The new company would increase investment and streamline policy in the nuclear industry, making possible a 14% reduction on export tariffs for electricity. Lower tariffs would benefit the regions, Nigmatulin said. However, the taxation system would not change.
A key component of MINATOM’s strategy over the coming decade will be to extend the working life of existing nuclear plants. From 2001 an increasing number of plants will reach the end of their 30-year design life and unless the appropriate measures are taken, all nuclear power plants will be closed by 2020, Nigmatulin pointed out. He confirmed that several partly built units were being given priority financing to ensure their rapid completion, including unit 1 at Rostov, unit 3 at Kalinin and unit 5 at Kursk.

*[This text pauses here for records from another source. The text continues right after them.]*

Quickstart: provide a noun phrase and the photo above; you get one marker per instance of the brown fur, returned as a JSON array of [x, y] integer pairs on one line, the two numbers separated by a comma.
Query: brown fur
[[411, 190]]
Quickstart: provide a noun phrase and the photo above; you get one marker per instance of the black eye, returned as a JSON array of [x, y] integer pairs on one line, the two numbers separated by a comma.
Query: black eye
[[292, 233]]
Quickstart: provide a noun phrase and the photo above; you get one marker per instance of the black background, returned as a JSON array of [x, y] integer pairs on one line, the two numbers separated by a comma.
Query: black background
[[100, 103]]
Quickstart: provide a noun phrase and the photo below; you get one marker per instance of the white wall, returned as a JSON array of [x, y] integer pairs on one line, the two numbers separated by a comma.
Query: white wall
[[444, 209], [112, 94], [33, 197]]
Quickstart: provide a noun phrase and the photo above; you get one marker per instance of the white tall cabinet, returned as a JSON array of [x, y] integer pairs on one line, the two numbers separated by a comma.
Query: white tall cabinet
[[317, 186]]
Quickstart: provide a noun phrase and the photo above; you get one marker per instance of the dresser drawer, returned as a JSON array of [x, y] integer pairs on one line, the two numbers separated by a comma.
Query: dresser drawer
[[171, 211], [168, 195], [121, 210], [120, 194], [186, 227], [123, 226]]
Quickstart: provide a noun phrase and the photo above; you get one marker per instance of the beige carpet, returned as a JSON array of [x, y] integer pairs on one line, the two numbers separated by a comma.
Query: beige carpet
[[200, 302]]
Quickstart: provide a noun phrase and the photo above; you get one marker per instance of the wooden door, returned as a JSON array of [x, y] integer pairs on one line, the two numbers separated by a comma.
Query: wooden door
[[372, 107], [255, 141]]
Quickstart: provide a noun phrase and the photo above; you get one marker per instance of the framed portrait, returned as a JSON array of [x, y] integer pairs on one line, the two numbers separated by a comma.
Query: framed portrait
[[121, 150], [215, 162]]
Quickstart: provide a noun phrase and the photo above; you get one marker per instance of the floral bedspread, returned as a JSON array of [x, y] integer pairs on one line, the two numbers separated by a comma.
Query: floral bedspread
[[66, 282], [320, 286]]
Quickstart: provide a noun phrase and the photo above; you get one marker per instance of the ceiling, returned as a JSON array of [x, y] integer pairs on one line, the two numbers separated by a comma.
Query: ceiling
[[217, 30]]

The power stations themselves will finance 50% of these projects, with the rest drawn from long-term investment credits, increased exports of electricity, the reinvestment of nuclear power plants’ debts to the federal budget and the development budget.
At the beginning of April, former prime minister Yevgeny Primakov signed a government resolution on the procedure for forming specific investment funds for the development of the atomic power industry in 1999. This legislation is designed to allow the formation of investment funds for nuclear plants and the organisations that run them.